Aku tiba di ICU lagi, tepat setelah dokter anestesi selesai melakukan prosedur awal. ETT yang kuserahkan segera digunakan untuk prosedur selanjutnya. Dokter Dita terus mengamati angka-angka pada monitor. Tak kusangka, energi yang kugunakan untuk lari cukup besar, hingga yang tersisa hanya residunya. Ngos-ngosan.
Setelah prosedur intubasi selesai, perawat memanggil keluarganya untuk mendengar penjelasan dari dokter Dita dan dokter anestesi. Suami Bu Zahra nampak sangat terpukul dengan apa yang dialami barusan. Terlebih saat dokter menjelaskan, meskipun Bu Zahra sudah dipasang alat bantu napas, tapi pasien belum melewati masa kritisnya… dan kemungkinan terburuknya adalah kematian.
“Saya boleh izin membisikkan kalimat syahadat ke istri saya?” pintanya. Dokter mengizinkan.

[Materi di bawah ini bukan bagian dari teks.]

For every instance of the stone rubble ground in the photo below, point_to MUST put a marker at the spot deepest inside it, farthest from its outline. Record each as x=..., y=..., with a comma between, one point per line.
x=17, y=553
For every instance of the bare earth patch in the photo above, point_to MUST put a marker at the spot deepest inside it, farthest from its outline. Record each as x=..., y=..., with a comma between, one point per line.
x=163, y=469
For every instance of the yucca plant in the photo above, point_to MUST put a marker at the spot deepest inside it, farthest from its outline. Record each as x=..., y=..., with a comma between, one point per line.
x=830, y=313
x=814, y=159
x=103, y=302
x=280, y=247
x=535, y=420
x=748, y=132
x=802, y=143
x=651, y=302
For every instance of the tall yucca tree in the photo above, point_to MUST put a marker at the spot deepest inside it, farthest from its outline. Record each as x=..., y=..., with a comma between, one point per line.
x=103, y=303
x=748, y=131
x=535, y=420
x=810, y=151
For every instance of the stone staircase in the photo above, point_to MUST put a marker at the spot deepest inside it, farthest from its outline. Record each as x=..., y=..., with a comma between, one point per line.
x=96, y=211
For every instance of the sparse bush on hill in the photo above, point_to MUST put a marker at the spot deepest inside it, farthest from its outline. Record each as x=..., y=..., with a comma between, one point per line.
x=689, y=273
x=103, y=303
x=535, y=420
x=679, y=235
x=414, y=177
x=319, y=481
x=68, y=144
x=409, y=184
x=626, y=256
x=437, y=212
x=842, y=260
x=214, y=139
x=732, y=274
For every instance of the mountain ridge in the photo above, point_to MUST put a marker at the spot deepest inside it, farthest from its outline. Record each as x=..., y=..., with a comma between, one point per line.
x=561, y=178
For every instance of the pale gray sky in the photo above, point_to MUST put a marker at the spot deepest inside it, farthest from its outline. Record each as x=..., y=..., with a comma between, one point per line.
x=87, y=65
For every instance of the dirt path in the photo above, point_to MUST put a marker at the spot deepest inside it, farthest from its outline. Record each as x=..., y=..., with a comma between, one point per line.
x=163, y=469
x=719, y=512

Suami Bu Zahra mendekati wajah istrinya itu. Bu Zahra masih dalam pengaruh obat bius midazolam dan Atracurium besylate, namun air matanya mengalir deras kala mendengar suaminya menuntun kalimat syahadat.
Adegan itu berlangsung sangat singkat, hingga layar monitor mendadak menunjukkan garis lurus. Innalillahi wainna ilaihi rojiun. Manusia hanya bisa berdoa dan berikhtiar, namun Allah yang menentukan takdir terbaik untuk hamba-Nya.